A complete comparison of AvaTrade and XM focusing on spreads, commissions, regulation, trading platforms, and which broker suits different trading styles.
| Feature | AvaTrade | XM |
|---|---|---|
| Founded | 2006 | 2009 |
| Regulation | Central Bank of Ireland, ASIC, FSCA | ASIC, CySEC, FSC |
| Minimum Deposit | $100 | $5 |
| Forex Spreads | From 0.9 pips (Fixed) | From 0.6 pips (Standard) |
| Commission | No commission | No commission (Standard) |
| Best For | Beginners & Fixed Spread Traders | Beginners & Low Deposit Traders |
AvaTrade and XM are well-known forex and CFD brokers offering access to global markets. Both brokers provide MetaTrader platforms and cater to beginner and intermediate traders.
AvaTrade is recognized for its strong regulation and fixed spread pricing model, while XM is popular for its low minimum deposit and flexible account types.
AvaTrade uses a fixed spread model with no commission, making costs predictable but slightly higher compared to raw spread brokers. XM offers commission-free trading on standard accounts with competitive spreads for beginner traders.

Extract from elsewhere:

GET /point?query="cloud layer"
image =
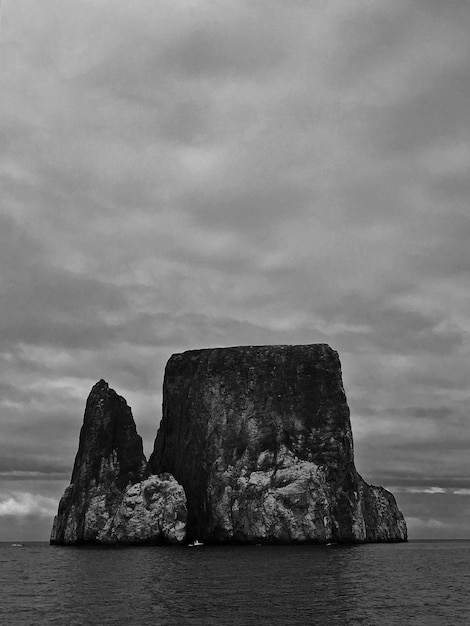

Both AvaTrade and XM support MetaTrader 4 and MetaTrader 5 across desktop, web, and mobile devices. AvaTrade also offers its proprietary AvaTradeGO app, while XM focuses on a streamlined MetaTrader experience.
AvaTrade and XM are regulated by multiple international authorities. Client funds are held in segregated accounts, and negative balance protection is available under regulated entities.
AvaTrade is a great option for traders who prefer fixed spreads and strong regulation. XM is better suited for beginners looking for a low deposit and flexible trading conditions.
Trading involves risk. Capital at risk.